Setting up a traditional wooden block plane is essentially the same procedure as setting up a wooden bench plane. See How to set up a wooden bench plane? for a step-by-step guide.However, there are two differences that need to be borne in mind…
Shape of cutting edge
The cutting edge of a block plane’s iron is usually honed straight, rather than the cambered, or slightly rounded, shape of many bench plane irons.
So, when sharpening a block plane iron, don’t apply pressure to the sides of the iron (as described in How to flatten and sharpen bench plane irons) to achieve a camber.

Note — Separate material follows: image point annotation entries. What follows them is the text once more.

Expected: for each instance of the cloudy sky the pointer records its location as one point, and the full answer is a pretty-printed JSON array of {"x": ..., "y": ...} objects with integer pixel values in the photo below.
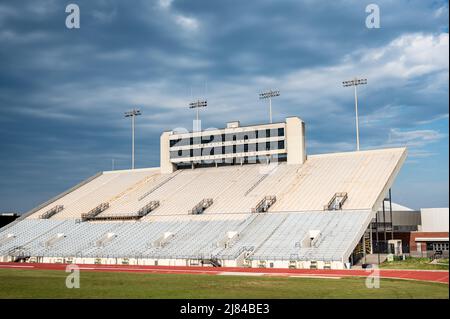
[{"x": 63, "y": 91}]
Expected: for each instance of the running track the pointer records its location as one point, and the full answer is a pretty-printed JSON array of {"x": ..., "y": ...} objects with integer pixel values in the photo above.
[{"x": 422, "y": 275}]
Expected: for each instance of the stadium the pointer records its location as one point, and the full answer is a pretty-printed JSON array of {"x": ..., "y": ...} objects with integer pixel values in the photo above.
[{"x": 241, "y": 196}]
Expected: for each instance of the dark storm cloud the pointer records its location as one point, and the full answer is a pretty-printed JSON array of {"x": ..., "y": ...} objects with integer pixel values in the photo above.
[{"x": 63, "y": 92}]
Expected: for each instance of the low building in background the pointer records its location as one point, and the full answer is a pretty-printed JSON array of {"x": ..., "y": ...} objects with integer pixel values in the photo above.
[{"x": 431, "y": 239}]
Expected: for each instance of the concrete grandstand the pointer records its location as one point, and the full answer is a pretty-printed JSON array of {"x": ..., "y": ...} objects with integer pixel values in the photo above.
[{"x": 235, "y": 198}]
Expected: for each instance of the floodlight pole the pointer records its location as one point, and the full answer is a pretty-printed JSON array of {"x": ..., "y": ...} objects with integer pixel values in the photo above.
[
  {"x": 196, "y": 105},
  {"x": 133, "y": 113},
  {"x": 268, "y": 95},
  {"x": 356, "y": 119},
  {"x": 355, "y": 82}
]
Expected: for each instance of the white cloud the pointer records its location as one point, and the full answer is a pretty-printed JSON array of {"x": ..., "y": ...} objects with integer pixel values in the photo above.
[
  {"x": 415, "y": 138},
  {"x": 165, "y": 3},
  {"x": 186, "y": 22}
]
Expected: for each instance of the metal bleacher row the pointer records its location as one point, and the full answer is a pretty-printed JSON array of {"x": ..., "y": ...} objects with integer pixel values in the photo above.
[
  {"x": 270, "y": 236},
  {"x": 237, "y": 189}
]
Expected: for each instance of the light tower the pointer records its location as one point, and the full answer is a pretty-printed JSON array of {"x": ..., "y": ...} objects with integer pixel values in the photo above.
[
  {"x": 133, "y": 113},
  {"x": 269, "y": 95},
  {"x": 197, "y": 105},
  {"x": 355, "y": 82}
]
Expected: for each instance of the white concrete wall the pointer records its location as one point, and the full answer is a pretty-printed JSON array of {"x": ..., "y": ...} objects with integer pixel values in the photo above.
[
  {"x": 166, "y": 166},
  {"x": 434, "y": 219}
]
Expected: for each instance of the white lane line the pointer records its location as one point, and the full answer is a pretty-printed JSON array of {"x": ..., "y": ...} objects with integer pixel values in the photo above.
[
  {"x": 227, "y": 273},
  {"x": 315, "y": 276}
]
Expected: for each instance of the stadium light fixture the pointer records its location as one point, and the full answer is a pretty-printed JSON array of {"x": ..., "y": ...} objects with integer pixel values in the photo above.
[
  {"x": 133, "y": 113},
  {"x": 269, "y": 95},
  {"x": 355, "y": 82}
]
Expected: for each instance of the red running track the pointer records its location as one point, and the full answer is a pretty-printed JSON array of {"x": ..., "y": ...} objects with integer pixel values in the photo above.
[{"x": 440, "y": 276}]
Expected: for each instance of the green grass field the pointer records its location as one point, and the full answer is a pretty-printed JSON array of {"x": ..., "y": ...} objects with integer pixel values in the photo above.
[
  {"x": 51, "y": 284},
  {"x": 415, "y": 263}
]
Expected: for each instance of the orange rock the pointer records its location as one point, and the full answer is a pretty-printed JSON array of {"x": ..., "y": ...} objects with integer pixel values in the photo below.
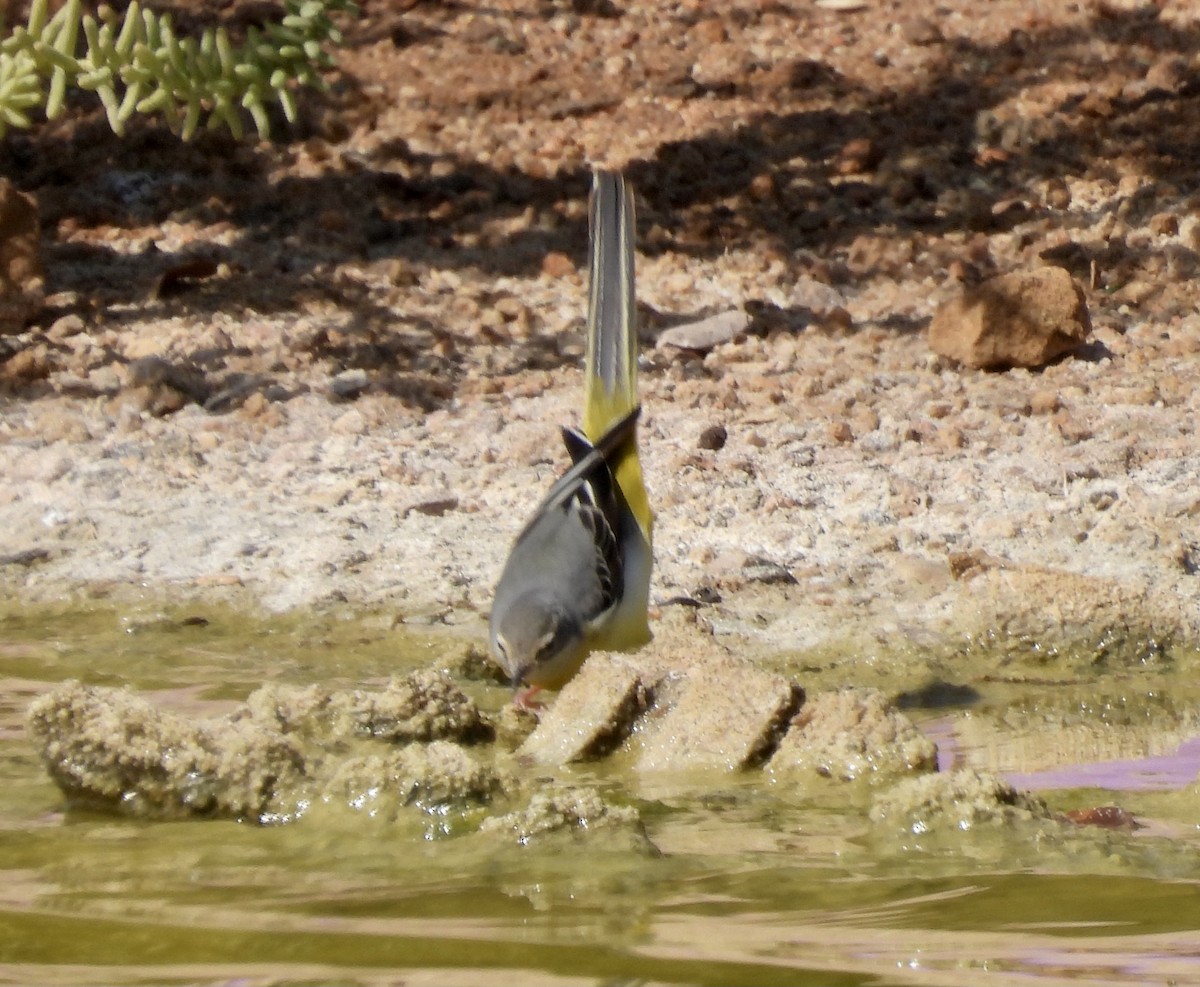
[
  {"x": 1025, "y": 318},
  {"x": 21, "y": 264}
]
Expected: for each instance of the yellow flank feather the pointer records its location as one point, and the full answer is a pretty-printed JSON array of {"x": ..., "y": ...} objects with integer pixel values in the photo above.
[{"x": 611, "y": 392}]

Instead, keep even pressure on the bevel across its width to make the cutting edge straight.
Another difference is that the bevel-down iron in a wooden block plane may be secured (pitched) at a lower angle than irons in the traditional wooden bench plane. While the irons in standard bench planes are pitched at 45 degrees, wooden block plane irons are often pitched lower, usually at around 35 degrees, which is better for planing end grain.
This means that the clearance angle of the iron (the angle between the bevel and the workpiece) will be reduced if the iron is bevelled as if for a standard bench plane. To maintain a clearance angle of around 15 degrees, the angle of the bevel may need to be more acute to give adequate clearance.
Without this clearance, wood fibres that spring back up immediately after the cutting edge has passed through the wood will tend to lift the iron, so that the cutting edge takes a thinner shaving or no longer cuts the wood at all. Check that the bevel angle is correct for the pitch of your iron or you may find the plane skids in use.